Skip to content

G17 — Real-world upstream-library validation corpus

Registry: UC-WORKFLOW-real-world-corpus (partial) Effort: M · Risk: medium (network to a package index; toolchain for the source tier)

Problem

abicheck's correctness is exercised almost entirely by the synthetic examples/case* fixtures (141 minimal C/C++ cases) and unit tests. Those are precise but small and author-controlled. The 2026-06 field evaluation showed that real upstream libraries exercise shapes the fixtures don't: split packaging, multi-.so bundles, versioned-symbol schemes (ICU/OpenSSL/LLVM), DWARF-bearing release builds, and scale (LLVM ~150 MB / ~31k exported funcs). Nothing in-repo continuously validates abicheck against that real surface, so a regression in a real-world verdict would not be caught.

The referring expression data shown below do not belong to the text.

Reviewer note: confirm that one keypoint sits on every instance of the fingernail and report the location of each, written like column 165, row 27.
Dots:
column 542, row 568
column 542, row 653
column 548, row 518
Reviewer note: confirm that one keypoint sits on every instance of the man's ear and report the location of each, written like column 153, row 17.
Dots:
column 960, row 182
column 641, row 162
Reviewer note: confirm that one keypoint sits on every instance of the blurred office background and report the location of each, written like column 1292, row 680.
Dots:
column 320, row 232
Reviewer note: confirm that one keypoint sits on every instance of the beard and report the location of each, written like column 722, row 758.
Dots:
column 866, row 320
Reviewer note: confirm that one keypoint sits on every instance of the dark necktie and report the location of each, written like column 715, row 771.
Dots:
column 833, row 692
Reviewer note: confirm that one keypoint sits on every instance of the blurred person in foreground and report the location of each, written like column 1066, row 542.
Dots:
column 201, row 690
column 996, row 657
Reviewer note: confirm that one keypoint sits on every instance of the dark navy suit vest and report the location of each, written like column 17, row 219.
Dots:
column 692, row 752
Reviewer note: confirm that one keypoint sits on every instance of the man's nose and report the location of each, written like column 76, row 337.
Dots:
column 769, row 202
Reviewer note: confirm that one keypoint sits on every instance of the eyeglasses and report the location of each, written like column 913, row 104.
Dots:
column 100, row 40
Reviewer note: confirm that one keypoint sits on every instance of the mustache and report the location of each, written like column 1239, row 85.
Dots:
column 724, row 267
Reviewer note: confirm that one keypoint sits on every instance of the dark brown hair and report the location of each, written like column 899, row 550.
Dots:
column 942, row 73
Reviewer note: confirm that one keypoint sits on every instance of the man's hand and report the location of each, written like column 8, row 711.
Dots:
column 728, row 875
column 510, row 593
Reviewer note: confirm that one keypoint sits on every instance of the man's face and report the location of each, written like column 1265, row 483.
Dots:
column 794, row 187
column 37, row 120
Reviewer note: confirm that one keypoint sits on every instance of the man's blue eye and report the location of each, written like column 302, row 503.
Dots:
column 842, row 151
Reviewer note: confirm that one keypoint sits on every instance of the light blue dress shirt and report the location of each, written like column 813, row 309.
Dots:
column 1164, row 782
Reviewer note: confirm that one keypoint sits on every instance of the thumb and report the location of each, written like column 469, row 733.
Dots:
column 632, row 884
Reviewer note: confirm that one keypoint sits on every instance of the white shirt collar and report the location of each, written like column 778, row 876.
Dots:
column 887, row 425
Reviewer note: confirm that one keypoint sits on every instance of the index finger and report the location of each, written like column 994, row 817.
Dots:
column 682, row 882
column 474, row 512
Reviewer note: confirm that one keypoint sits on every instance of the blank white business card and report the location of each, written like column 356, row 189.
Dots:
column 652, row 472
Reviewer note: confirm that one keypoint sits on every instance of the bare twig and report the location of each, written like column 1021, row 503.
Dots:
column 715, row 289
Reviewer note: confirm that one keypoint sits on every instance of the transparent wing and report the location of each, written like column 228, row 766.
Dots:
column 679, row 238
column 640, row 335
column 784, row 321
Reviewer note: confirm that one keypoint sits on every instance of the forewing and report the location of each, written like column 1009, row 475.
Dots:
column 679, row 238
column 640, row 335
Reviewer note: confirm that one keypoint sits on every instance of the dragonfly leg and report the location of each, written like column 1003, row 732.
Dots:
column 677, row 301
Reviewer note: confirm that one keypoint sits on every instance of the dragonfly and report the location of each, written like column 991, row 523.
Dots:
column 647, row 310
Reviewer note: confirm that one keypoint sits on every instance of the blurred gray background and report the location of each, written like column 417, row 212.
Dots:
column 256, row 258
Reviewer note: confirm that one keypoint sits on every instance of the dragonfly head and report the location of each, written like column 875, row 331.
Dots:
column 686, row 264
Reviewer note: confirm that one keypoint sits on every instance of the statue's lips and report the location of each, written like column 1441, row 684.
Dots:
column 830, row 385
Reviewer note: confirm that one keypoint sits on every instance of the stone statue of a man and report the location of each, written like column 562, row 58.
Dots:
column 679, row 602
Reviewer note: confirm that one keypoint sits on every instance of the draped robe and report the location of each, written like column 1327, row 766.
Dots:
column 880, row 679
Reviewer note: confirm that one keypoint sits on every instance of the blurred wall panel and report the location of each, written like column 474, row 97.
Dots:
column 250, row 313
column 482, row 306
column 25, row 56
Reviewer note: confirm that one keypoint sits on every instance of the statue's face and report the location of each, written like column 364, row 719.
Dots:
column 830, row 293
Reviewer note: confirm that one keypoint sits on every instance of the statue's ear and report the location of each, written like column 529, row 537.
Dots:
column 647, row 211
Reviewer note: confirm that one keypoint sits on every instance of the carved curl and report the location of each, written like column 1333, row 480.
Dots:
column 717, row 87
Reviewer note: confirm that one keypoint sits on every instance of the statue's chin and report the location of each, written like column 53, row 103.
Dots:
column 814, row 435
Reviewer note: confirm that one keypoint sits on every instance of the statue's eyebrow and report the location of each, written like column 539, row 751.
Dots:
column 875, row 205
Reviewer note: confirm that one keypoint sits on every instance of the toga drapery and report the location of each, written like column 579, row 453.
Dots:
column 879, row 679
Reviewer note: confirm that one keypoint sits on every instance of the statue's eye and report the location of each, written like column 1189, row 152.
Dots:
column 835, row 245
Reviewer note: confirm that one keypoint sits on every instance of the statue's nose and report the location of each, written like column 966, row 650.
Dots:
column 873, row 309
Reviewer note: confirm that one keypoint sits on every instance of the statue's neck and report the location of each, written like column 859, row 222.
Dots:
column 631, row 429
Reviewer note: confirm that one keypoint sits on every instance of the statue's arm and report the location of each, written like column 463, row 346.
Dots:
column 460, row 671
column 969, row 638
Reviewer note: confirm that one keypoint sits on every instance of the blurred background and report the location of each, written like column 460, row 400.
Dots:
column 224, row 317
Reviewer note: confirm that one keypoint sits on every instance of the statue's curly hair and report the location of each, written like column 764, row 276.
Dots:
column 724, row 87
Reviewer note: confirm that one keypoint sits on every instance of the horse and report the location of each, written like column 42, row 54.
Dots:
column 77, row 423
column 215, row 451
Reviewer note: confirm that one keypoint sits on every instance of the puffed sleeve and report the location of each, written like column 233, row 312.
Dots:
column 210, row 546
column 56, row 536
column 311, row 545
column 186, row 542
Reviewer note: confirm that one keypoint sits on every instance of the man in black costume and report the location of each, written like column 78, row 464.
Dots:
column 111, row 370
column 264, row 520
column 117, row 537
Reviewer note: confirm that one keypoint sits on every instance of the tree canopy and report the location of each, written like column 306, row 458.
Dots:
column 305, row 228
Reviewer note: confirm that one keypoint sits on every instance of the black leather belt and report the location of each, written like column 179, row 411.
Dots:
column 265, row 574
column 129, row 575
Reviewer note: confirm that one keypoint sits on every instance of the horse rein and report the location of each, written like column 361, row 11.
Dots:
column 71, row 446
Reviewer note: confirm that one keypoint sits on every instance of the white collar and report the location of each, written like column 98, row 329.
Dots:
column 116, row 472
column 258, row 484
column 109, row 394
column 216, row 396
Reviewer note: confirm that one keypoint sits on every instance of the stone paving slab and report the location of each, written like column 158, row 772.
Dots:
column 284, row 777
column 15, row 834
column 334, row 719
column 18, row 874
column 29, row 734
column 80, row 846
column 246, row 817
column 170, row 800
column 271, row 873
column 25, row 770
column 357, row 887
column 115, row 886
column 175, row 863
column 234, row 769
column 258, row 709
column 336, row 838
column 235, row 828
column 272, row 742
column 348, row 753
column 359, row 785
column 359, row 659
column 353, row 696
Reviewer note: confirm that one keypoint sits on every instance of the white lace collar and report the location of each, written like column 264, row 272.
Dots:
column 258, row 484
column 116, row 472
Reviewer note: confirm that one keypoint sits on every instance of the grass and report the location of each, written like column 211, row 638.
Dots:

The evaluation produced a reproducible corpus under eval/: a curated manifest.yaml (library, version pair, expected verdict, .so stem, optional source repo/tags), a runner.py that fetches from conda-forge and runs abicheck dump/compare, and a generated REPORT.md + schema'd results/latest.json. The binary (L0/L1) tier is validated today — 22/22 verdicts match the manifest's expect. Two pieces remain.

Pointers

  • eval/manifest.yaml — curated corpus (source of truth; source: repo/tags already present for zlib/zstd/snappy).
  • eval/runner.pyrun()/scan_one() (binary tier); --report-only.
  • eval/condafetch.py — conda-forge fetch/extract (handles split packages, .conda).
  • eval/results/latest.json — schema'd results (result_schema 1).
  • Retired source-tier prototype lives in git history at eval/field-eval/scripts/bsdrive.py (clone → configure → dump --sources).
  • CI lane pattern to mirror: .github/workflows/mutation.yml / performance.yml (scheduled / label-triggered).

Approach

  1. Source tier (D1). Add runner.py --tier source: for manifest entries with a source: block, clone at the tag, generate a compile DB (cmake configure or --build-query), run dump --sources --collect-mode source-target, and record L3/L4/L5 coverage + timings into results/. Gate on clang/cmake; skip gracefully when absent.
  2. CI lane (D2). A scheduled / eval-label workflow runs the binary tier, fails on any verdict_matches_expected drift, and uploads results/. Network to the package index is the only external dependency.
  3. Corpus growth. Extend the manifest to new ecosystems (Rust cdylib, Go cgo, Qt, Boost) and platforms (win-64 / osx-64 — condafetch.py already parameterizes subdir).

Acceptance

  • runner.py --tier source emits an L3/L4/L5 table in REPORT.md for ≥3 libs.
  • A scheduled CI lane is green and turns red on an injected verdict drift.
  • Manifest carries ≥1 non-conda-C ecosystem and ≥1 non-Linux platform.

Status

partial — binary tier validated (22/22); source tier + CI lane planned (this gap).